Currently, the market is a duopoly, dominated by ResMed and Philips. ResMed enjoys high gross margins and strong returns, buoyed by the sale of high-margin consumables like masks and connectors. Despite recovering from a product recall and litigation, Philips remains the second-largest player and is on track to return to profitability in this growing segment.

Profit potential in data analytics and software: Philips’ Enterprise Informatics business, built around Picture Archiving and Communication Systems (PACS), originated in the 1980s as a digital replacement for film-based medical imaging. Initially used in radiology and later in cardiology and pathology, PACS relied on global DICOM3 standards, which continue to support standardised, AI-ready data archives.

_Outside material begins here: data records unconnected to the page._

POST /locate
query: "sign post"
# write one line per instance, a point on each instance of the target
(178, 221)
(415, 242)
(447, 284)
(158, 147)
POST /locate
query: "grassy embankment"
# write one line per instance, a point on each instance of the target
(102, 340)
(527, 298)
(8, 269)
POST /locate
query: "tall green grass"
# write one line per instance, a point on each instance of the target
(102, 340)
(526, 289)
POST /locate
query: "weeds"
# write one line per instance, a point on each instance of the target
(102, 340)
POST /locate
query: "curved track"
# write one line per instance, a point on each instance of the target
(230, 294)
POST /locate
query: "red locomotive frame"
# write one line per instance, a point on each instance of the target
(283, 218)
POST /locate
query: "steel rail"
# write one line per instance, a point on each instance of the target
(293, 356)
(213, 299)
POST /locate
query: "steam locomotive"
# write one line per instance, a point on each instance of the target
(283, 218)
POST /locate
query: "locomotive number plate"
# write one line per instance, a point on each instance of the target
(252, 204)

Although Philips is currently the largest player, it has historically underperformed financially in this area. Motivated by an engineering-led culture, Philips developed complex, customised solutions with costly after-service requirements. Profitability was hampered by software-specific inefficiencies without corresponding pricing power. The business has, however, reached break-even and is expected to deliver stronger profitability, supported by growing contributions from capital-light, software-based revenue streams. A full migration to modern, cloud-based architecture has substantially reduced maintenance costs. In contrast to competitors’ closed systems, Philips provides a vendor-neutral offering, strengthened by its strong US position in patient monitoring, serving as a strategic foundation for informatics cross-selling.

Personal Care
This division operates across four categories within a niche market, namely oral care, male grooming, female beauty and mother and child care. As a ubiquitous consumer brand, this market has robust long-term potential, with considerable opportunities remaining. For example, around 70% of consumers worldwide still use manual toothbrushes and razors. Philips also has significant exposure to developing economies, where China plays a particularly important role.

More strength than strain
Philips spends a large amount on R&D (illustrated below) – well above Western competitors (as a percentage of sales) and substantially high compared to Western and Chinese players4. This has negatively impacted recent profit margins yet underpins Philips’ strategy to capture long-term value in high-tech, high-margin medical systems markets.

By disaggregating Philips’ three core businesses into their underlying components, we conclude that currently just under 70% of group revenue is generated by businesses with strong profitability and competitive advantages, such as Cardio Ultrasound, Patient Monitoring and Personal Care. These units hold dominant market positions and benefit from strong after-sales and recurring revenue streams. A further 15-20% of the portfolio, comprising Sleep Care and Enterprise Informatics, is temporarily underperforming but set to normalise to far higher profitability in the near term. While the remaining businesses, made up of lower margin imaging modalities, continue to lag competitors, management’s ongoing streamlining efforts offer positive optionality to the broader investment case.

For these reasons, we are optimistic about a strong long-term profit trajectory for Philips, and our clients have exposure in our global funds.

1Patient Monitoring experiences regular upgrade cycles and the rest have a high proportion of consumables.
2Medications primarily used for lowering blood sugar levels and promoting weight loss in individuals presenting with type-2 diabetes or obesity.
3The international standard for handling, storing, sharing and transmitting medical imaging information and related data.
4Notable, given Philips’ large Personal Health business, which has lower R&D intensity than the medical technology businesses.